Çocukluğum, çocukluğum...
Bir çekmecede unutulmuş,
Senelerle rengi solmuş,
Bir tek resim çocukluğum...
Ziya Osman SABA
Kusursuz bir robot olma yolundaki mücadelemizi ayakta alkışlıyorum doğrusu. Düşündüm de en son ne zaman yere kapaklandığımı, hatırlayamadım.
Ah.. Bizim dağların arasından süzülüp gelen dümdüz bir deremiz, masmavi bulutlara konuveren M’li kuşlarımız varken mutsuz muyuz? Tabi ki evet. Sizi bilemem ama ben görüyorum; sebepsiz bir sevgi pınarı, sınırsız bir hayal dünyası ve esnekliğin en güzel örnekliğini sergileyen eylemleriyle çocuklara resmen özeniyorum.

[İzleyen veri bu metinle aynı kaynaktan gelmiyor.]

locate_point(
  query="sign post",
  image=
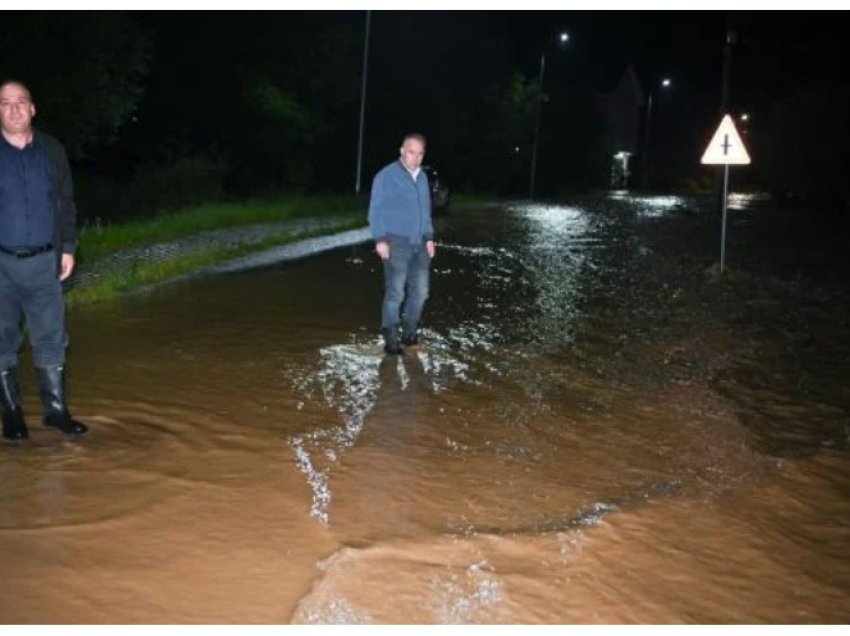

Edindiğimiz veya geliştirdiğimiz nice yaşam becerimize karşın nelerden mahrum olduğumuz ortada. At çiftliklerinden pek da farkı olmayan yaşamlarımızla rafine sözler, derinliksiz duygu durumları ve alışkanlığın omurgasını oluşturan mutat eylemlerimiz bize çocukluğumuzu geri getirmeyecek.
Geç değil. Hepimizi içimizdeki neşe ve özgürlük kaynağı olan çocukluğu’nun ellerinden tutmaya davet ediyorum. Bol şanslar..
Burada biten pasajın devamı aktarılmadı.